Ana Maria – Nos trópicos, 80% dos microorganismos encontrados no solo são fungos, que produzem enorme quantidade de antibióticos e têm sua vida inibida abaixo de 15 centímetros. Antigamente, quando trabalhavam com aradinho de boi ou de burro, a lavração não ia abaixo de 12 ou 15 centímetros e a terra se mantinha mais ou menos na parte superficial. Agora, com arado de tração mecânica, pode-se entrar de 30 a 40 centímetros, virar a parte morta para cima, que é desmanchada pela chuva, entra solo e entope os poros. E aí a terra fica dura, compactada. Todos me perguntam o que fazer contra a compactação. No trópico não se pode fazer aração profunda de jeito nenhum. Tem que ser rasa porque a terra abaixo está morta. Na América do Norte não, lá a terra está viva até abaixo de 30 centímetros. Nos Estados Unidos ainda há agregação por congelação, que não existe aqui.

ADRS – É possível obter maior produtividade e também preservar o meio ambiente?

Ana Maria – Se você não preserva o meio ambiente, a produção sempre vai ser baixa. Nós temos uma série de dados que mostram que, em uma região descampada, mas com suficiente chuva ou irrigação, a colheita baixa até a metade do que poderia ser normalmente somente pela ação do vento. Em uma época de seca, a colheita pode ser reduzida em até cinco vezes. Isso quer dizer que, se há metade da área florestada é possível colher idêntica quantidade que é colhida hoje no dobro da área que sofre com a ação dos ventos. Então, quando dizem que não pode ter Agroecologia, não pode fazer recuperação do ambiente, porque precisam de toda a área para plantar, tudo bem, mas colhem tanto menos que não resolve o caso. E afora isso, pode-se implantar, nesse mato, árvores que produzam. Por exemplo, se tiram toda a Mata Amazônica para plantar soja e depois colher uma miséria, poderiam enriquecer o mato com cajueiro, castanheiro e outras plantas. Um estudo do governo do Acre constatou que enriquecer a mata dá 13 vezes mais lucro do que transformar em pastagens ou lavouras de soja. Então, por que não fazem? Porque os americanos querem vender as porcarias deles.

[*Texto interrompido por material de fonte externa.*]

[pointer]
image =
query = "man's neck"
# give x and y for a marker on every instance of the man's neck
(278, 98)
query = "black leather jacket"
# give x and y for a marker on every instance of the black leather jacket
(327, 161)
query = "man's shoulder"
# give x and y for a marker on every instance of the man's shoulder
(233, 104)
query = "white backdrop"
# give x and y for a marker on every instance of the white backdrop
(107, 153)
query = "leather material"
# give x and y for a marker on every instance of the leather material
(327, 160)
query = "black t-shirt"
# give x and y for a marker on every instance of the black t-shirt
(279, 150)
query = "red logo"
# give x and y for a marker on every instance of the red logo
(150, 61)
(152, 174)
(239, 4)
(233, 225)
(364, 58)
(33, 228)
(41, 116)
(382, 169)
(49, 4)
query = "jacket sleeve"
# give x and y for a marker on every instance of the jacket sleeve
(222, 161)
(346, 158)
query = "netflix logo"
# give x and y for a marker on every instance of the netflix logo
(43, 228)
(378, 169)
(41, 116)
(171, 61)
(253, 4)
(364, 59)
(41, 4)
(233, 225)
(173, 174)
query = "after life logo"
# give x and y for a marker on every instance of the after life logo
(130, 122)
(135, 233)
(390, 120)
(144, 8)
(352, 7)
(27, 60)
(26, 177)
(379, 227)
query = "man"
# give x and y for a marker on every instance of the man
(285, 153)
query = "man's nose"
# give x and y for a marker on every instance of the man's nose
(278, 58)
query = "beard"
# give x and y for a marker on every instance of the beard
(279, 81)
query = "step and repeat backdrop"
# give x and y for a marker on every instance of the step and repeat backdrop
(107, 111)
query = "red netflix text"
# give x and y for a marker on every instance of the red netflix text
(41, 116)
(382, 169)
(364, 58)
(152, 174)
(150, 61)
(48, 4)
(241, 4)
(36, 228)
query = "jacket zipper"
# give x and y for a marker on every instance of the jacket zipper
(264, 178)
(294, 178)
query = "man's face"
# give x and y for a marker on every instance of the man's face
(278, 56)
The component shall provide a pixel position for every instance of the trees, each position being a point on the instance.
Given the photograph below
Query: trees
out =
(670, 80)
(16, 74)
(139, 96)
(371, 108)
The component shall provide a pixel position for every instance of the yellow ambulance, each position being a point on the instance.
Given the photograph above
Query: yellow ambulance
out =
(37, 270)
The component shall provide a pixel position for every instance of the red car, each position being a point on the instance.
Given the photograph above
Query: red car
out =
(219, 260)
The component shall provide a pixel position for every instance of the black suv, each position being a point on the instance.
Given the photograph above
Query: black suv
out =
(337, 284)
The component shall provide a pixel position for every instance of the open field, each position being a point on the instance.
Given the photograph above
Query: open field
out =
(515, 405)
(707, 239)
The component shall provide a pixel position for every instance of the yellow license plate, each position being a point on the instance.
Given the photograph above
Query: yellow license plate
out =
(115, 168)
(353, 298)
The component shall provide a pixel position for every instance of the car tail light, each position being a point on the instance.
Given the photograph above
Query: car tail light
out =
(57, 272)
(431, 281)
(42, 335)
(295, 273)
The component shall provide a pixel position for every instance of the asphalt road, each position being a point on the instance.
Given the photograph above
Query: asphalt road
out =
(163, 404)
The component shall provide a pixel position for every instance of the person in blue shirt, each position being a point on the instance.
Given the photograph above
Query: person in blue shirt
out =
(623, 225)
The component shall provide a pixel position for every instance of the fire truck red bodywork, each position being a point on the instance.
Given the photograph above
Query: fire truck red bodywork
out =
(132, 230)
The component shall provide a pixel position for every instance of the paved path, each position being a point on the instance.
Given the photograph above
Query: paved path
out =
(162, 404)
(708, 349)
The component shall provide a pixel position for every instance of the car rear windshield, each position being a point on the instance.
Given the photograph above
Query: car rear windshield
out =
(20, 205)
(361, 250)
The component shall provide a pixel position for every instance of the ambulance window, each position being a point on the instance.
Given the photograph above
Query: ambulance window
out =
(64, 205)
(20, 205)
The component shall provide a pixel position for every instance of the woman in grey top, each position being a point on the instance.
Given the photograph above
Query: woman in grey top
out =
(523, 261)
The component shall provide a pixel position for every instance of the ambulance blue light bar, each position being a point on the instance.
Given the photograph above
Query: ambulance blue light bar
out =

ADRS – Qual sua opinião sobre a concessão de subsídios públicos para a agricultura?

Ana Maria – Antigamente, a agricultura financiava a indústria e mantinha o Estado. Ela funcionava. Hoje, a agricultura depende de créditos e está sempre endividada e quase quebrando. Então, talvez a agricultura precise do recurso público para se recuperar, porque ela está completamente estragada pela tão famosa Revolução Verde. Mas, através da Agroecologia pode-se produzir tanto que a agricultura pode ser forte de novo. Eu não quero explorar, eu quero colocar a agricultura saudável de novo na região! Sem a recuperação do meio ambiente a agricultura não funciona bem. Sem recuperar o meio ambiente e sem agricultura você não vai combater a pobreza e outra vez a pobreza destrói. Você não pode dizer: “para mim não interessa, porque eu vou ter o suficiente para comer”. Se não tem água, ninguém come. Você não pode comer seu dinheiro. Sem água não tem o que beber e nada para plantar e então acaba tudo. Então o combate à pobreza é básico e tem que ser feito ao mesmo tempo que você faz a recuperação do ambiente e uma agricultura baseada na Agroecologia.